Tony designed thirty covers for Penguin Books between 1970 and 1977. Penguin art director David Pelham commented,

"....he was a keen reader with a sharp insight, able to absorb the essence of a book and to consequently define it with a strong and relevant image."

One project for Penguin was a series of cover illustrations for the novels of Paul Gallico.




Tony’s own book ‘Remarkable Animals’ is a delight for children and adults alike. Published in 2001, it is reminiscent of parlour games such as Consequences. With the idea deriving from Tony’s father’s set of 1930s cigarette cards called ‘Animalloys’, there are 1000 comical animal combinations, with equally fantastical descriptions, produced by changing the tri-split pages at random. Laughter and a certain amount of wonder inevitably ensue!



The title, I hear from Don, echoes that of Gurdjieff's book, Meetings with Remarkable Men'.


But now to the point of this piece! A book celebrating Tony's work, ‘The World of Tony Meeuwissen: A Life in Illustration and Graphic Art', has just been released!




This exquisite monograph was published by the urbane Nicholas Dawe, the founder of Folio Illustration and Animation Agency and long-time supporter of Tony and his work. It's packed chockfull with illustrations, presented alongside Tony's in-depth and fascinating commentary. There are Appendices shedding even more light on background and process.

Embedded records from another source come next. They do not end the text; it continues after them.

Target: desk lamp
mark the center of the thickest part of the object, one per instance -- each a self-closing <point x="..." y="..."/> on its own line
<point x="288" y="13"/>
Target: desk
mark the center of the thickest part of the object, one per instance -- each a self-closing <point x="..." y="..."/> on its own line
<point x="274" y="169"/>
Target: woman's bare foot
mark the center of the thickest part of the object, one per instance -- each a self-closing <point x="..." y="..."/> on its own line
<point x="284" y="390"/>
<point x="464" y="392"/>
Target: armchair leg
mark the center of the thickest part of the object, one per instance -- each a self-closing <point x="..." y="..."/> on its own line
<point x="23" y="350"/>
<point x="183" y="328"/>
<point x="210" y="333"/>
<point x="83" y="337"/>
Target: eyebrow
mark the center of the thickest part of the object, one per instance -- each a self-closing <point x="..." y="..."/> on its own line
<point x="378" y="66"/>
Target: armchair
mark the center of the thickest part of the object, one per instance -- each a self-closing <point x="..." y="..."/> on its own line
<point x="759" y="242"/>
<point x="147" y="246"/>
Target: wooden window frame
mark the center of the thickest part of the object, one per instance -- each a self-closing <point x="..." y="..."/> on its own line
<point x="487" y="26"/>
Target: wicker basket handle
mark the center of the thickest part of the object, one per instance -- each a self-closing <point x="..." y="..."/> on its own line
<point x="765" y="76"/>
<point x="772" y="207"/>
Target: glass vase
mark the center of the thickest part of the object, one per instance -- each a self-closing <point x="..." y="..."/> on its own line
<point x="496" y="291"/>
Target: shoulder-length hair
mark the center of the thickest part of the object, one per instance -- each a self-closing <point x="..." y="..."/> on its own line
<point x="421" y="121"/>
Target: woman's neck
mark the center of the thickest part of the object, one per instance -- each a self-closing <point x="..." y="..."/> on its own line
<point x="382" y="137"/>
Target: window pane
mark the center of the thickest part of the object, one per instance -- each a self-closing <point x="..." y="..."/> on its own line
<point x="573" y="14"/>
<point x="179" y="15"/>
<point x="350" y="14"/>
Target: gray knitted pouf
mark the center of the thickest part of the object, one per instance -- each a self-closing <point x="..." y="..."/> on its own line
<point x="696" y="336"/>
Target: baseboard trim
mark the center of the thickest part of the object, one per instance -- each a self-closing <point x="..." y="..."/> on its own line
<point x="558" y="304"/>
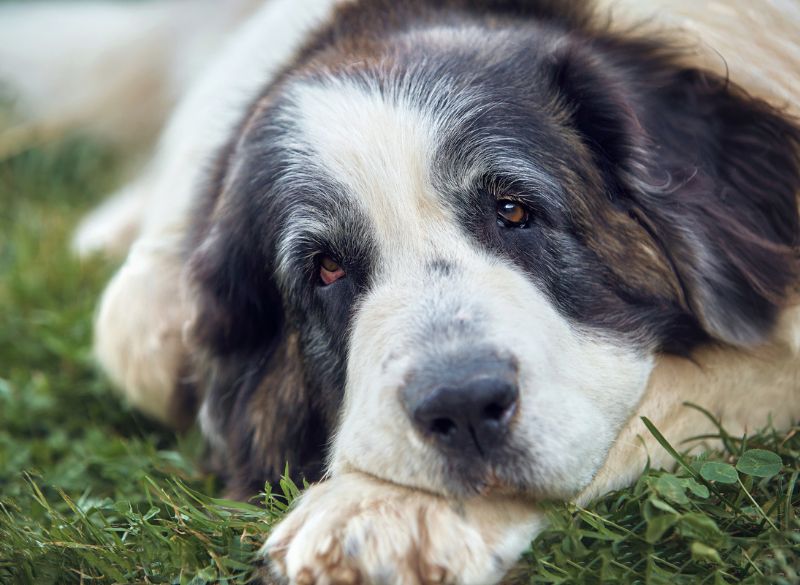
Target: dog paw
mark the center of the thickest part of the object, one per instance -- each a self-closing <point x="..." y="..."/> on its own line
<point x="355" y="529"/>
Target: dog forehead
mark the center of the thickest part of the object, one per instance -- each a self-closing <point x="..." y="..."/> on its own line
<point x="380" y="145"/>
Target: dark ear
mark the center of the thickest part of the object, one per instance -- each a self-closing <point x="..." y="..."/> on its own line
<point x="257" y="411"/>
<point x="712" y="172"/>
<point x="237" y="307"/>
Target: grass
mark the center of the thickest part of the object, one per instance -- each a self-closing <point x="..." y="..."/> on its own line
<point x="91" y="492"/>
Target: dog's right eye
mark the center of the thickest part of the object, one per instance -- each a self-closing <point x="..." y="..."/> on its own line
<point x="511" y="213"/>
<point x="329" y="270"/>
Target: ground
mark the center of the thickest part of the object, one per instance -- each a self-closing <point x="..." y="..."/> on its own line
<point x="91" y="492"/>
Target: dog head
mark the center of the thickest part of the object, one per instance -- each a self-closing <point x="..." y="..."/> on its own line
<point x="453" y="249"/>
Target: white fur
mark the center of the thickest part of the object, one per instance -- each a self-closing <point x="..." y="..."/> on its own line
<point x="576" y="389"/>
<point x="570" y="381"/>
<point x="138" y="341"/>
<point x="112" y="68"/>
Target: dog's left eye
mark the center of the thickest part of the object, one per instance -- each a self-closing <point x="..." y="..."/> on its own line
<point x="329" y="270"/>
<point x="511" y="214"/>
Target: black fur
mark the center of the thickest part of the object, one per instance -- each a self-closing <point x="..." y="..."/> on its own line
<point x="639" y="151"/>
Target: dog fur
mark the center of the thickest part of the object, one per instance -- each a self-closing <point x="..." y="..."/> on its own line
<point x="656" y="151"/>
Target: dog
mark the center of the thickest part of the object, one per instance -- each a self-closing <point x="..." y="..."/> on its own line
<point x="444" y="254"/>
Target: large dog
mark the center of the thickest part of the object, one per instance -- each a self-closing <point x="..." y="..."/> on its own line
<point x="445" y="253"/>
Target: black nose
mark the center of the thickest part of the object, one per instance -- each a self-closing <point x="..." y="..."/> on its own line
<point x="466" y="413"/>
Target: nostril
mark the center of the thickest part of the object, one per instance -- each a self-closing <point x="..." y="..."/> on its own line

There is even a preliminary study (popped into the book just before it went to press) for a recent commission by The Swiss National Co-ordination Centre for Crayfish. Called The Garden of Earthly Crayfish, it is a pastiche based on one of Hieronymous Bosch's more famous works.


I rather like Tony's wry inclusion of Bosch's words:


"For poor is the mind that always uses the ideas of others and invents none of its own."

Don and Tony recently met up to drink wine, to chew the fat and to start incubating ideas. Don came home with a brown-paper-wrapped parcel under his arm, ready to pull open and reveal to me this tight collection of a life’s work, and to start discussing the possibility of a show of Tony’s work in Gallery 9.


Having visited his shows at both Stroud and Cirencester's museums in the last ten or so years, I know the extraordinary impact that his work, when brought together, can have. Both museums declared later that his shows were the most successful they had ever put on.


The Museum in the Park, Stroud, said,


"Across the board our visitors expressed surprise, astonishment and admiration for his very intricate & expressive art works. Tony's humour and clever interpretation with attention to detail appealed to a wide audience of all ages and backgrounds, with many returning for a second look."


The Corinium Museum in Cirencester declared,


"It was a wonderful exhibition .... customers are still talking about it ..."


Now, a few years on, we are preparing, albeit on a slightly smaller scale, to share some of this enchanting work in our part of the county.





Signed copies of Tony’s book are already to be found in Gallery 9. And, as the plan for a show begins to hatch, it is, for us, a most exciting moment in time!